Given a sentence automatically generate reading comprehension style factual questions from that sentence, such that the sentence contains answers to those questions.

Primary LanguagePythonMIT LicenseMIT

Question Generation from Declarative Sentences

Update: If you have a feature request please open an issue or feel free to submit a pull request.

Given a statement of text such as,

Handheld devices find ways to bolster U.S. homeland defense and response.

The questions generated will be:

What do handheld devices find?

The original code is a product of the PhD thesis of Michael Heilman. The original Java code and other resources can be found here.
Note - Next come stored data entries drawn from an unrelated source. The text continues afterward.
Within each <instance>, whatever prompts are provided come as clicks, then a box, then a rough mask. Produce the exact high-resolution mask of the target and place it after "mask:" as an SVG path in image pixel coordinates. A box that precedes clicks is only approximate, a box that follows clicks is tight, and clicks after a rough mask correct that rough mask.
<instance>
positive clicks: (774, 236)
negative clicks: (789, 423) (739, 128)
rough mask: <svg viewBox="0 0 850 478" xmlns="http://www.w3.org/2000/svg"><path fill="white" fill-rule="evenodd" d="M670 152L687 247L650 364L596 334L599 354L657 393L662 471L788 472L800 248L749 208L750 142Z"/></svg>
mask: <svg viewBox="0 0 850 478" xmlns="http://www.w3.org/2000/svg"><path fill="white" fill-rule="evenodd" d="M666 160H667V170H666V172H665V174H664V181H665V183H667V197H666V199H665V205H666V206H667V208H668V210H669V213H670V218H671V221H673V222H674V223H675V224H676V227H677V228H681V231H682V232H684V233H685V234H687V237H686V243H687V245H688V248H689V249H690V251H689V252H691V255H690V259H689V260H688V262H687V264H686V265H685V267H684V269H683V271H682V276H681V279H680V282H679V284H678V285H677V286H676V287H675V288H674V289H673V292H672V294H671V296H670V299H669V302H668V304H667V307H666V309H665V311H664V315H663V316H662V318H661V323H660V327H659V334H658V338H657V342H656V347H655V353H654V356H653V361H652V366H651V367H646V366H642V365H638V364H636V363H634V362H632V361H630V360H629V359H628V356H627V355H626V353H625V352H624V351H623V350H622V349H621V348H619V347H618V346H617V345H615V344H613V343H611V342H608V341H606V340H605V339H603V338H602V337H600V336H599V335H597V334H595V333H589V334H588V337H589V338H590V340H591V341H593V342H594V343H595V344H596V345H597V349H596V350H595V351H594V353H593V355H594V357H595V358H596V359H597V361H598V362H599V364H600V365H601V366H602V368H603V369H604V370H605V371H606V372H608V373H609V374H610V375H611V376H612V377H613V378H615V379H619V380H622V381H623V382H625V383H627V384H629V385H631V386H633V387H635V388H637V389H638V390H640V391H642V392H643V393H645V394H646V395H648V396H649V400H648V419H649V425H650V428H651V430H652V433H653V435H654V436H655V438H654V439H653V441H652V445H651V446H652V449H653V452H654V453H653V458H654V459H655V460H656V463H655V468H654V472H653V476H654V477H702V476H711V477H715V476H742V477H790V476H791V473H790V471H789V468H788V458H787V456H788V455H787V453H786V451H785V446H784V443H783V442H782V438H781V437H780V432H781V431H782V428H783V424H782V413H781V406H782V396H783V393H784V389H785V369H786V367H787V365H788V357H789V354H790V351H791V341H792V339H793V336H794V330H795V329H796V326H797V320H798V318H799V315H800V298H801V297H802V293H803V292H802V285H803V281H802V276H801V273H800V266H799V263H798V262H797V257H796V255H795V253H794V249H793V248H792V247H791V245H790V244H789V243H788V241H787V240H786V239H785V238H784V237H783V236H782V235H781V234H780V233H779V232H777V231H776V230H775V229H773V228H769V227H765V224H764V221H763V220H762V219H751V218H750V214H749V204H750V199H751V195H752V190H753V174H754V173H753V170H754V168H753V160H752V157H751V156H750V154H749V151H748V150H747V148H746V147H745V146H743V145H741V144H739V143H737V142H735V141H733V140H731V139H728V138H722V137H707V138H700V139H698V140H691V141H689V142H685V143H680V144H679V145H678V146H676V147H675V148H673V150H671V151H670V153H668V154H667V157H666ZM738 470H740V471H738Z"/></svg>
For all Pythonistas out there this repository provides a Python wrapper to simplify the execution of the code above. The hardest part of the whole project is setup. Yes you heard it right.

Setup

To run this code you need to have a Java Runtime Environment installed. Java downloads can be found on the Oracle website here. Version 1.6.0_07 of Java was used in developing the original system. The code is packaged up for use on UNIX systems, or for use in the Eclipse IDE.

Dependencies

The following are the dependencies of the original code.

-Apache Commons Lang (http://commons.apache.org/lang/)

-Apahce Commons Logging (http://commons.apache.org/logging/)

-JUnit (http://www.junit.org/)

-JWNL (http://sourceforge.net/projects/jwordnet/)

-Stanford NLP tools (http://www-nlp.stanford.edu/software/)

-WordNet (http://wordnet.princeton.edu/)

-The sst-light-0.4 release of the SuperSenseTagger, from which we used the SemCor data for training the supersense tagger (http://sourceforge.net/projects/supersensetag/)

-The Semcor corpus, used for training the supersense tagger (http://www.cse.unt.edu/~rada/downloads.html#semcor)

-The WEKA toolkit, version 3.6.0 (http://www.cs.waikato.ac.nz/ml/weka/)

The good news is that you don't need to download each one of those individually because everything is neatly packed in the QuestionGeneration.zip bundled with the code.

  1. First, clone this repository,

    git clone https://github.com/sumehta/question-generation.git

  2. Unzip the QuestionGeneration.zip file

    unzip QuestionGeneration.zip

    cd QuestionGeneration

  3. [Optional] Start two servers to speed up the script, Stanford Parser server and the SST servers in two separate terminals.

    bash runStanfordParserServer.sh

    bash runSSTServer.sh

  4. Finally, to get a list of questions for a statement, execute this command

    python question.py -s 'Handheld devices find ways to bolster U.S. homeland defense and response'

For other options exposed by the script type,

python question.py -help

For developers, I have also included a QuestionGenerator class, that exposes other methods for processing large collections.